Conversation with davi at 22/02/2010 19:31:48 on pstoev@10.100.1.29 (irc)
(19:31:48) davi: hi philip, around?
(19:31:52) pstoev: hello yes
(19:32:36) davi: i see that you are reporting quite a few deadlocks involving event scheduler statements
(19:33:22) pstoev: I recently reported one about SET GLOBAL EVENT SCHEDULER OFF | ON. I do not recall any others recently.
(19:33:22) davi: for each of those, it would be nice if you could post a "ping" on Bug#40915 so we can track them.
(19:33:54) pstoev: ok will do so
(19:34:05) davi: i think i also saw 51391
(19:34:31) davi: its just so i can track the thing and later post about the difficult on fixing those..
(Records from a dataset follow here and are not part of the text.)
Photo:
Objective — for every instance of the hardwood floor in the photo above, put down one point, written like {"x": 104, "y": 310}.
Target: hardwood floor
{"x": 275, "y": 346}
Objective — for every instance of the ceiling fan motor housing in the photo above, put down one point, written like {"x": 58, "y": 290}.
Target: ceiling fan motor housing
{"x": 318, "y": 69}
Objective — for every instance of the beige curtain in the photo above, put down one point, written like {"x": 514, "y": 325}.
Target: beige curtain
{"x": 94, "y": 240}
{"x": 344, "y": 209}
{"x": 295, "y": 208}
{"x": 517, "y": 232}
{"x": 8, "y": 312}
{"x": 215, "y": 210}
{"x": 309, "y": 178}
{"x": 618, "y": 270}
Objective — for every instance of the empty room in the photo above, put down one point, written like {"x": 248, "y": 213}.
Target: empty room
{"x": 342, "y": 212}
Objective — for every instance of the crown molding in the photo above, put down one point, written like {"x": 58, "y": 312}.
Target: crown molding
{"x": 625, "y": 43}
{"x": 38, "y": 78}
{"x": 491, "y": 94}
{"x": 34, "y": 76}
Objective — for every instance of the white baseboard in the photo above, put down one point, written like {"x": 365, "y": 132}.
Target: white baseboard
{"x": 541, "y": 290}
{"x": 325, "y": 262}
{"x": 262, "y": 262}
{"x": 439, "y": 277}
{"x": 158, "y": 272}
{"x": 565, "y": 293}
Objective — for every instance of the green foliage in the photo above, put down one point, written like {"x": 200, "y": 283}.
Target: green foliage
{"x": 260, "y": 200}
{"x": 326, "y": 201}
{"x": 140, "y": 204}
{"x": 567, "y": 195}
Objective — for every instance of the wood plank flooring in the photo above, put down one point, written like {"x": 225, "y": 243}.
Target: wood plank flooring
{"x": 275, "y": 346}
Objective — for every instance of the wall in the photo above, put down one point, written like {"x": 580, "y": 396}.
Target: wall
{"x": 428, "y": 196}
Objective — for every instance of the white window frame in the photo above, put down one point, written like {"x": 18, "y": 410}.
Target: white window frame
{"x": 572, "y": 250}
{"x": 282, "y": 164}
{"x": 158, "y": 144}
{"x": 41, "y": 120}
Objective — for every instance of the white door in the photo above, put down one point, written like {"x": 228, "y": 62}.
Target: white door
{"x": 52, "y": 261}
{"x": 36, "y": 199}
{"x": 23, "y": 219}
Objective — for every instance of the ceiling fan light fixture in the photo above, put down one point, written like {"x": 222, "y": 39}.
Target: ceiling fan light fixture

(19:34:59) davi: it will be hard to fix :/.. there is a wrong lock order involving 4 or more mutexes in some cases
(19:35:45) pstoev: oh
(19:35:55) pstoev: ok I linked all those bugs together
(19:36:06) davi: like: LOCK_event_metadata, LOCK_scheduler_state, LOCK_event_global_system variables.. so any concurrent workload that stresses those (LIKE, SET GLOBAL EVENT SCHEDULER ON/OFF) could easily trigger a deadlock
(19:36:12) davi: ok, thanks!
(19:36:51) pstoev: uh, not good
(19:37:14) pstoev: I am sorry to hear that there is no easy solution -- I thought that swapping some internal event schedulers would be enough
(19:37:26) pstoev: but I guess 4 separate bugs would mean that eventually this will be fixed
(19:41:31) davi: thanks. it's not easy because the wrong orders are established in the sysvars code and the THD creating code, which are already quite hairy. i just hope concurrent event scheduler maintenance statements aren't very common :)
(19:41:58) pstoev: it is a DoS vector, except that it requires SUPER
[25 Mar 2010 16:25] John Embretsen
See also Bug#52367.
[21 Jul 2010 8:32] Dmitry Shulga
The bug can not be reproduced in 5.5, most likely due to changes done in scope of the fix for Bug#51160. Manual checking and asserts in 5.1 suggest that the problem is more likely in the deadlock detector code, rather than in the implementation of Events.